Arturo Jauretche tenía razón, y doña Cirila me lo confirmo. Vale recordar el fragmento manuscrito del poeta tucumano, Dr. Maximiliano Márquez Alurralde, quien en su calidad de sabio literato, además de ser periodista y abogado, fue invitado en la salida inaugural, y quien supo retratar en palabras: “así como quien recuerda un sueño un tanto fantástico y pretende traducirlo en la veracidad de un relato con sus claroscuros, sus perfiles exóticos y sus absurdas perspectivas, tal cual se enfrentan en el sueño, y no ha de poder reflejarlo con fidelidad, algo parecido le ocurre a uno con el paisaje cordillerano, especialmente en el tramo cordillerano de San Antonio de los Cobres a Socompa. Si le cuento que he realizado un viaje a la Luna, dirán quienes me lean, que estoy relatando un sueño”. Durante el regreso, se realizará una última parada en Santa Rosa de Tastil, considerada una de las superficies con las ruinas más conservadas de la provincia, que guarda en su museo y sus puestos locales los últimos rastros de otras vidas pasadas como dejos de este transitar y que a esta altura, uno ya empieza a añorar.  

Queda menos y un remis me espera.

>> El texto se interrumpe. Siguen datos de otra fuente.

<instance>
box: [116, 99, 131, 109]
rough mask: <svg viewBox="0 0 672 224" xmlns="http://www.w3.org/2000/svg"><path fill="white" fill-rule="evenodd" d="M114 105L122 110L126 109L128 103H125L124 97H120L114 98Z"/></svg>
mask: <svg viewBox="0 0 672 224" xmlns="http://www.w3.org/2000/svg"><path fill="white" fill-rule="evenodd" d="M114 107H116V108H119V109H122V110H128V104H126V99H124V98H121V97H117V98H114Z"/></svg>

La vuelta a casa en el campo de cemento, lejos de las llamas, la vicuña y el guanaco, sin cardones de por medio, solo me permite pensar algunas sugerencias que resuenan dentro: 

1) Tengo que viajar una vez al mes para saber que estoy viva. 

 2) Para encontrarse hay que extraviarse en las profundidades. 

 3) En realidad, todos los caminos llevan al Norte. 4) Debo aprender a mirar la vida con ojos de turista.